May 12, 2017

Implicits mechanism in Scala

Motivation

There are three things Scala implicits mechanism is good for:

  • Conversion from one type to another
  • Method injection
  • Dependency injection

Conversion from one type to another may be needed when a variable of one type is used where another type is expected. For example, a java.lang.Integer is used where scala.Int is expected. The conversion is straightforward, but it may be a nuisance to do that by hand. Implicit conversion from Integer to Int (and vice versa) enables you to use one when the other is expected and have the compiler to do the conversion automatically.

Method injection allows you to inject and subsequently call a method on a class that does not have this method defined or inherited. The “injection” is meant in a metaphorical sense - the class definitions are not modified. For example, in Scala you can call the collections methods (map, flatMap etc) on a java.lang.String, which does not define them.

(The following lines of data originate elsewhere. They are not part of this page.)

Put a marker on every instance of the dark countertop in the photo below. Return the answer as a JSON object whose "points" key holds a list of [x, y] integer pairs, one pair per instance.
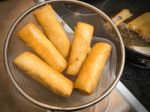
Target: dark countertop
{"points": [[137, 80]]}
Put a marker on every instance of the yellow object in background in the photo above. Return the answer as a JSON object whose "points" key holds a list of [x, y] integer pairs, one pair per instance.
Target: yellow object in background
{"points": [[92, 69], [43, 73], [80, 47], [46, 17], [35, 39], [141, 25]]}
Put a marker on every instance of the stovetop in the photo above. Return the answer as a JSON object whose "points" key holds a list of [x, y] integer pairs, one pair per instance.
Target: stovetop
{"points": [[135, 79]]}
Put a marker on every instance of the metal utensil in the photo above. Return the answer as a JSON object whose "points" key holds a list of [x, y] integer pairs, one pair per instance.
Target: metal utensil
{"points": [[39, 95]]}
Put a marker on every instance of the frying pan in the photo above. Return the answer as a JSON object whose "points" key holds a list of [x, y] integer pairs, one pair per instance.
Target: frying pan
{"points": [[137, 49], [39, 95]]}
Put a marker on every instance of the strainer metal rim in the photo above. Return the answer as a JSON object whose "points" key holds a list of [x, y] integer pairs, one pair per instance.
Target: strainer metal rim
{"points": [[106, 92]]}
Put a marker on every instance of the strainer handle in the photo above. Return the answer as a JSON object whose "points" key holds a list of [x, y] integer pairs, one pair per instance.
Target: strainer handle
{"points": [[39, 1]]}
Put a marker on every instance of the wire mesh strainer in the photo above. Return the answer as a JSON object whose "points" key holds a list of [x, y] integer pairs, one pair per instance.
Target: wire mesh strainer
{"points": [[71, 12]]}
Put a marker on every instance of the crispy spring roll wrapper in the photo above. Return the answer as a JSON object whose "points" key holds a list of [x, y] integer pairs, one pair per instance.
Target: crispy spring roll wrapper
{"points": [[92, 69], [34, 38], [40, 71], [46, 17], [80, 47]]}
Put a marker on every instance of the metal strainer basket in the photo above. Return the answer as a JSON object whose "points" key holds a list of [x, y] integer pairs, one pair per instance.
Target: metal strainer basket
{"points": [[69, 12]]}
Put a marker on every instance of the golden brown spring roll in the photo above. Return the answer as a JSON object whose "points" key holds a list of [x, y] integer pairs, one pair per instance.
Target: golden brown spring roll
{"points": [[92, 69], [53, 29], [34, 67], [80, 47], [34, 38]]}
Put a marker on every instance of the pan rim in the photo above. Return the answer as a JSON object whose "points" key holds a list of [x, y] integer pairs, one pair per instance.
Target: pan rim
{"points": [[111, 87]]}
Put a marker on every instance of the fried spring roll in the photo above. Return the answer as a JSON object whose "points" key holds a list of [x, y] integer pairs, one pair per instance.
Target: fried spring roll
{"points": [[34, 38], [92, 69], [34, 67], [121, 16], [80, 47], [47, 19]]}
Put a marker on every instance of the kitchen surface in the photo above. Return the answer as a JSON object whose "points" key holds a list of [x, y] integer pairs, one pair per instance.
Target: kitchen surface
{"points": [[132, 93]]}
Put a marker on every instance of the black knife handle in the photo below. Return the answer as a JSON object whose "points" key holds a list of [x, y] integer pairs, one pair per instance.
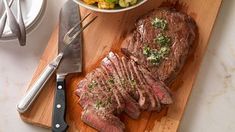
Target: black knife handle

Dependency injection is needed in the majority of large applications to glue their modules together. In Java, people use Spring Framework for this, and in Scala the Pie pattern or injection via constructor parameters are popular. One way to think about the implicits is a language-level support for dependency injection. Whenever we define something that relies on something else, we can declare this dependency via implicits.

This may not look like much at a glance. But the implicits mechanism powers a whole programming style oriented on purely functional and type level programming based on category theory.

This article explains the Scala implicits and these three ways to make use of them.

Example

The best way to understand a concept is to see its concrete application.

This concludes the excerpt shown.